It’s happening, it’s always been happening, but some days it’s harder to accept than other days! Or maybe some days I just feel like it is happening because disappearing is what I want to do!
Disappear~ being stuck in this body, being unable to be the person I was, wanting in my head and heart to join the people but my body just laughs! A cruel joke. I feel like I am disappearing to others, they are moving on while I am just…
I just am.
I still have not recovered from doing taxes, I mean seriously? That was days ago! I had plans for today! I have been taking it easy so today would be doable… yet today won’t get done.
Off they go to a birthday party, here I lay, a pity party for one!

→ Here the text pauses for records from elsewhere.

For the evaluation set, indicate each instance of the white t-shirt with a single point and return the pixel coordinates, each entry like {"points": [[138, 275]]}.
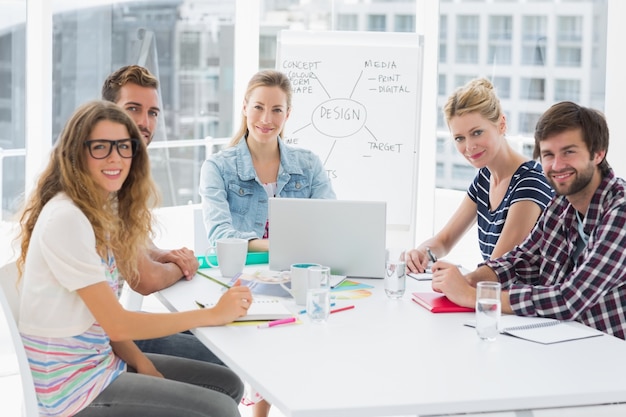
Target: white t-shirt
{"points": [[61, 259]]}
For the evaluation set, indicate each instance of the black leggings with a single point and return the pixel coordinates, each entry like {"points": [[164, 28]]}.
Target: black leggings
{"points": [[190, 388]]}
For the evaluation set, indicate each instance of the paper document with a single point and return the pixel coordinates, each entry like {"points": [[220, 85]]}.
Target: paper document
{"points": [[542, 329]]}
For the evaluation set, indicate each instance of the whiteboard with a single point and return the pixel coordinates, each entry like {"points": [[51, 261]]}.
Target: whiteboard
{"points": [[356, 104]]}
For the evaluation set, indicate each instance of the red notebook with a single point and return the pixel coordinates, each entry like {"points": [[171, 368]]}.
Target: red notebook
{"points": [[438, 303]]}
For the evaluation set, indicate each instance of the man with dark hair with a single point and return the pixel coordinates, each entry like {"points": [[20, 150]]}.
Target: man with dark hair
{"points": [[135, 89], [572, 265]]}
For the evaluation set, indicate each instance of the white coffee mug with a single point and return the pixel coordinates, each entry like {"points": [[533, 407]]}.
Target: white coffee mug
{"points": [[299, 281], [231, 255]]}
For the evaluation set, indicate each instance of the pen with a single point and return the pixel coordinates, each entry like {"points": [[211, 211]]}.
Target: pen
{"points": [[431, 255], [276, 323], [215, 280], [304, 311], [337, 310]]}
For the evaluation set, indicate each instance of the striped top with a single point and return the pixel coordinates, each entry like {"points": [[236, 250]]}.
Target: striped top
{"points": [[69, 372], [527, 184]]}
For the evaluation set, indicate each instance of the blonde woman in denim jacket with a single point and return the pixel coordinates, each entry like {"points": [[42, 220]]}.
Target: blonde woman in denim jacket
{"points": [[237, 182]]}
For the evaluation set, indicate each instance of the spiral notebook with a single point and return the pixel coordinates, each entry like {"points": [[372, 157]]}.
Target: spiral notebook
{"points": [[261, 309], [542, 329]]}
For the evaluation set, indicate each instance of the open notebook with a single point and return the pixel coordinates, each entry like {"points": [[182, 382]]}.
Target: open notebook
{"points": [[261, 309], [542, 329]]}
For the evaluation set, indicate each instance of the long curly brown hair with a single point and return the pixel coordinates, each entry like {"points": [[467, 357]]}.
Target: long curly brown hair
{"points": [[122, 222]]}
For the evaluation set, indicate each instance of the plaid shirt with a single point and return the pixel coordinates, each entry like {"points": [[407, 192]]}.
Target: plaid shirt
{"points": [[544, 280]]}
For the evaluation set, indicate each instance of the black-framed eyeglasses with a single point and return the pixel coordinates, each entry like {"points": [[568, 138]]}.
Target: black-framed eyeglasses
{"points": [[102, 148]]}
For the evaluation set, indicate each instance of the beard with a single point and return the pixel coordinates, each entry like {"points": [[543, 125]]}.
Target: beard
{"points": [[582, 178]]}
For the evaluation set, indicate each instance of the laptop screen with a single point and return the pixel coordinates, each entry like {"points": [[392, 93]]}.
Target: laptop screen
{"points": [[348, 236]]}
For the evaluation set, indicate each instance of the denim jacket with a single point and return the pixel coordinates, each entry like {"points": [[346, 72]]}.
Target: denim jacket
{"points": [[235, 204]]}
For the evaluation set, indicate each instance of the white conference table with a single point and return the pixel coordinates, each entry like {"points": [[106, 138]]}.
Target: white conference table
{"points": [[392, 357]]}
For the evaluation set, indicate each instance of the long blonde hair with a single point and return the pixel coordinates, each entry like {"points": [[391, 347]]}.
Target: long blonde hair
{"points": [[266, 78], [122, 222], [478, 96]]}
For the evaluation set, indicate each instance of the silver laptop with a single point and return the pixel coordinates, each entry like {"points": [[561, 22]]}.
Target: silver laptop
{"points": [[348, 236]]}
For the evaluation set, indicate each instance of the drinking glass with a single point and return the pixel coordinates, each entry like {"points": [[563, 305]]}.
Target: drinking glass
{"points": [[488, 309], [318, 294], [395, 279]]}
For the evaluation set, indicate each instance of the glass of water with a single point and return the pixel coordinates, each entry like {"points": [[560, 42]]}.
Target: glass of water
{"points": [[488, 309], [395, 279], [318, 294]]}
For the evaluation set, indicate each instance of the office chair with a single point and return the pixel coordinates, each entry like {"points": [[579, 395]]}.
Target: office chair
{"points": [[9, 303]]}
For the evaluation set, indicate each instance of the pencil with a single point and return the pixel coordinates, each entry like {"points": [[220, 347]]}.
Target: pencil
{"points": [[215, 280], [337, 310]]}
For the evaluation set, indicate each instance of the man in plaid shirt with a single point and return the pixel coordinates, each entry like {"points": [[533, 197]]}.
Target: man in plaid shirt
{"points": [[572, 266]]}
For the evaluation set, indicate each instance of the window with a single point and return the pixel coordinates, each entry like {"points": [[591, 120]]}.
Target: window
{"points": [[190, 50], [500, 54], [377, 23], [532, 89], [404, 23], [569, 28], [467, 27], [462, 172], [568, 56], [500, 28], [534, 28], [567, 90], [347, 22], [527, 123], [503, 87]]}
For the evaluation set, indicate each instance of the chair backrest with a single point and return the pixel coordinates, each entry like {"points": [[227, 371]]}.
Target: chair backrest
{"points": [[9, 310]]}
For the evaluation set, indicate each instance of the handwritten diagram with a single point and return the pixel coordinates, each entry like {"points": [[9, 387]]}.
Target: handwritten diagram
{"points": [[355, 104]]}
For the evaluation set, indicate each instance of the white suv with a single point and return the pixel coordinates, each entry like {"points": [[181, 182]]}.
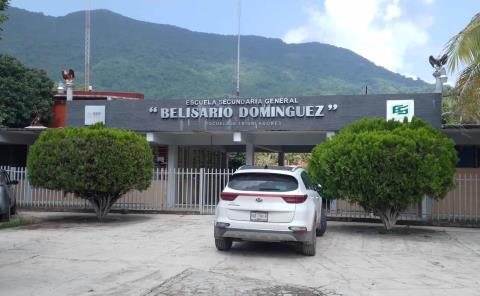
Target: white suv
{"points": [[277, 204]]}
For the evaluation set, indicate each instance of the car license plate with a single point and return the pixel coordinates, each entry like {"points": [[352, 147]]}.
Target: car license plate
{"points": [[259, 216]]}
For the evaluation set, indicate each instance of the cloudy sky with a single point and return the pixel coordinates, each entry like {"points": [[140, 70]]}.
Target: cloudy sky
{"points": [[396, 34]]}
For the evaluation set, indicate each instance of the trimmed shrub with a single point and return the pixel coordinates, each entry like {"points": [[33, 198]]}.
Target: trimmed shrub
{"points": [[94, 163], [385, 166]]}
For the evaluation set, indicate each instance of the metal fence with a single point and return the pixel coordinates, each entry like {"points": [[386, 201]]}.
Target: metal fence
{"points": [[198, 190], [191, 190]]}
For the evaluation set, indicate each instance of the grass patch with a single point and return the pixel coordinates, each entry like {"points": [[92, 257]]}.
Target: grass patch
{"points": [[15, 222]]}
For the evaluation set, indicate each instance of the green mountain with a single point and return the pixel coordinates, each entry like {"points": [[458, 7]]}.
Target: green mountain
{"points": [[165, 61]]}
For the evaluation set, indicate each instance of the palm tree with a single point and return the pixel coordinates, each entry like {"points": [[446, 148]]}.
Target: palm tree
{"points": [[464, 49]]}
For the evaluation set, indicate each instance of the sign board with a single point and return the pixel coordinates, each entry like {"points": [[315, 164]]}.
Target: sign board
{"points": [[94, 114], [399, 109], [229, 115]]}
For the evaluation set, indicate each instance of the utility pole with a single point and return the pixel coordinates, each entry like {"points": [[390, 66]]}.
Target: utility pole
{"points": [[238, 47], [87, 45]]}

My competency seems to depend on their use for me, my ability seems to depend what they want to do. My opinions and suggestions go unheard. My world is quiet!
I’m getting better at ignoring the lonely hallway of my life, most days I even prefer the alone (I never thought I’d say that!)
So as I write this, I feel a realization sinking in, maybe I am not disappearing to them, maybe I am pulling away?
It’s not like I have a choice, social gatherings take up way to much energy, especially with people I have nothing in common with, seriously, I don’t even know what to talk about! So I guess it has become a choice, to disappear, because what energy I do have I don’t have enough to do what they want.
So give me a book and some food, I’ll still be laying here when you get back.